On the interpretability and computational reliability of frequency-domain Granger causality version 1; peer review: 2 approved
This Correspondence article is a comment which directly relates to the paper \"A study of problems encountered in Granger causality analysis from a neuroscience perspective\" ( Stokes and Purdon, 2017). We agree that interpretation issues of Granger causality (GC) in neuroscience exist, partially due to the historically unfortunate use of the name \"causality\", as described in previous literature. On the other hand, we think that Stokes and Purdon use a formulation of GC which is outdated (albeit still used) and do not fully account for the potential of the different frequency-domain versions of GC; in doing so, their paper dismisses GC measures based on a suboptimal use of them. Furthermore, since data from simulated systems are used, the pitfalls that are found with the used formulation are intended to be general, and not limited to neuroscience.

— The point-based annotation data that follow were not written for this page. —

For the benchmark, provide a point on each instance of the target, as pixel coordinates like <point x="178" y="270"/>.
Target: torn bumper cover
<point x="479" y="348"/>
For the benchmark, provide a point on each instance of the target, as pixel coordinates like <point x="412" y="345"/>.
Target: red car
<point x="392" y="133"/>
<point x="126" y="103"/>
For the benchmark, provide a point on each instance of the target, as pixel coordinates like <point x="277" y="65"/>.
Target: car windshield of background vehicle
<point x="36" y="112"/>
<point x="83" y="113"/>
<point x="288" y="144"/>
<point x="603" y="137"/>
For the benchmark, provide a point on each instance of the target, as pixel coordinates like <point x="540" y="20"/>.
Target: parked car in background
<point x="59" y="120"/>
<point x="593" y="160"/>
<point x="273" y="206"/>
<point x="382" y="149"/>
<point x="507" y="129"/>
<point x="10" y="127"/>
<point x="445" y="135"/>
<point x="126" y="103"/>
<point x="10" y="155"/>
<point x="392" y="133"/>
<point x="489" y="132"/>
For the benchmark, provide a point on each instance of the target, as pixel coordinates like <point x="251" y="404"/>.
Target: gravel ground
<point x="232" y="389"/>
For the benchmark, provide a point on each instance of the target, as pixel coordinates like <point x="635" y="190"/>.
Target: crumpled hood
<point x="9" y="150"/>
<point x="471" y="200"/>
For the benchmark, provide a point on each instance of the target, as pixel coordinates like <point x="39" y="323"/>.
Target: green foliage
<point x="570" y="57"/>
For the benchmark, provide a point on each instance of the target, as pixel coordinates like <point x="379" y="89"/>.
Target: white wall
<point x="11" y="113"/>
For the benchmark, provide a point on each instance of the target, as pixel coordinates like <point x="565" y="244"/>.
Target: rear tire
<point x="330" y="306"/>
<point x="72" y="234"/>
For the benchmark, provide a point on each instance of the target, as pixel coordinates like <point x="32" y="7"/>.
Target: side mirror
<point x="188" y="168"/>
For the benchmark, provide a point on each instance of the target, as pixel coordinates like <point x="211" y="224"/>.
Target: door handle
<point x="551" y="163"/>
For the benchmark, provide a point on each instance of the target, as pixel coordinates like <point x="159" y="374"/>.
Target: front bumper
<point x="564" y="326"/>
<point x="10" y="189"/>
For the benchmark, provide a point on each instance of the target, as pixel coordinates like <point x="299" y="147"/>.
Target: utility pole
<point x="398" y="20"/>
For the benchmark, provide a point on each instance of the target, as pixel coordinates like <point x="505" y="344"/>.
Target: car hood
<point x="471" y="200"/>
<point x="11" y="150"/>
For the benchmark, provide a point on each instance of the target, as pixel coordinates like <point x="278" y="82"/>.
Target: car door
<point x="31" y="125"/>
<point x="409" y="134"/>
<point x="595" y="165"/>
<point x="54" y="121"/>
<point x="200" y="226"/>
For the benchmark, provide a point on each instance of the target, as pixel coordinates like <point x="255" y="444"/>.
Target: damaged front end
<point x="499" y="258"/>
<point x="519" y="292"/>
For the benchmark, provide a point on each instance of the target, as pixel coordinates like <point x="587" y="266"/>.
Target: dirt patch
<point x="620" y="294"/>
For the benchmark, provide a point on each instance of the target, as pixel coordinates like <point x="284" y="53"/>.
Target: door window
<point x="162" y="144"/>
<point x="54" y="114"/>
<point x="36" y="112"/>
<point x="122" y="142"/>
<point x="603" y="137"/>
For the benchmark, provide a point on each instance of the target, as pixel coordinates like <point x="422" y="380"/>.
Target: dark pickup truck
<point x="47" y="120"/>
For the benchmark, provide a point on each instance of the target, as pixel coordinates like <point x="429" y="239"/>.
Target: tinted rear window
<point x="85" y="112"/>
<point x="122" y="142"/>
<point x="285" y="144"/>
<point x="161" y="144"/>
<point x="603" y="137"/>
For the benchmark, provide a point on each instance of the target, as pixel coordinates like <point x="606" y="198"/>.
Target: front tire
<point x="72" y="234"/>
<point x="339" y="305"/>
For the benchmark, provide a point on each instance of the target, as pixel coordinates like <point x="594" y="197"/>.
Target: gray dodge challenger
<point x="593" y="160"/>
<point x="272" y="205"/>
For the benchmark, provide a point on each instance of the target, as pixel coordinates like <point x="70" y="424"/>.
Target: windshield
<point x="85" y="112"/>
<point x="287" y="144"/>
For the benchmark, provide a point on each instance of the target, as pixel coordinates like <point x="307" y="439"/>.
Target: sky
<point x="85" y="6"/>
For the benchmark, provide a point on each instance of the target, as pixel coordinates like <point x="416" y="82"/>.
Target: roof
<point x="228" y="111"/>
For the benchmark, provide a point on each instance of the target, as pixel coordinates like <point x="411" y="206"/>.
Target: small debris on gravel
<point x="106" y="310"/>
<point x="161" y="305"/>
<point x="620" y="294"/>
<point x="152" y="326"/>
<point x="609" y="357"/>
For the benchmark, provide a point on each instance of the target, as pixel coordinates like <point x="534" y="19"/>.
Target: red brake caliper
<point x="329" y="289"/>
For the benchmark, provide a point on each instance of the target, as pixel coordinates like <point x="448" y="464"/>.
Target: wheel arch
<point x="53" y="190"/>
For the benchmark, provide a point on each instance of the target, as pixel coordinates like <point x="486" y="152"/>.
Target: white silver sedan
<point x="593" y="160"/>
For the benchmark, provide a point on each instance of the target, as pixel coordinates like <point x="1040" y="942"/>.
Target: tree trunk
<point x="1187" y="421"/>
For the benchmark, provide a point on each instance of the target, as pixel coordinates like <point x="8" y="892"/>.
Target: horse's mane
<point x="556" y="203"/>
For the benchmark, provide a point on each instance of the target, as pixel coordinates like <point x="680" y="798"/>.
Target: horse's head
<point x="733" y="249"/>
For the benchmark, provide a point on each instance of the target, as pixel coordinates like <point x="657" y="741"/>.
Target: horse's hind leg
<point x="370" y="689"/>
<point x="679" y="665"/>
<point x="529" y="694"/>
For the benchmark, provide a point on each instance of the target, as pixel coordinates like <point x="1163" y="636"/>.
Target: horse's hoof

It would be a pity if this paper, even if written in good faith, became a wildcard against all possible applications of GC, regardless of the large body of work recently published which aims to address faults in methodology and interpretation. In order to provide a balanced view, we replicate the simulations of Stokes and Purdon, using an updated GC implementation and exploiting the combination of spectral and causal information, showing that in this way the pitfalls are mitigated or directly solved.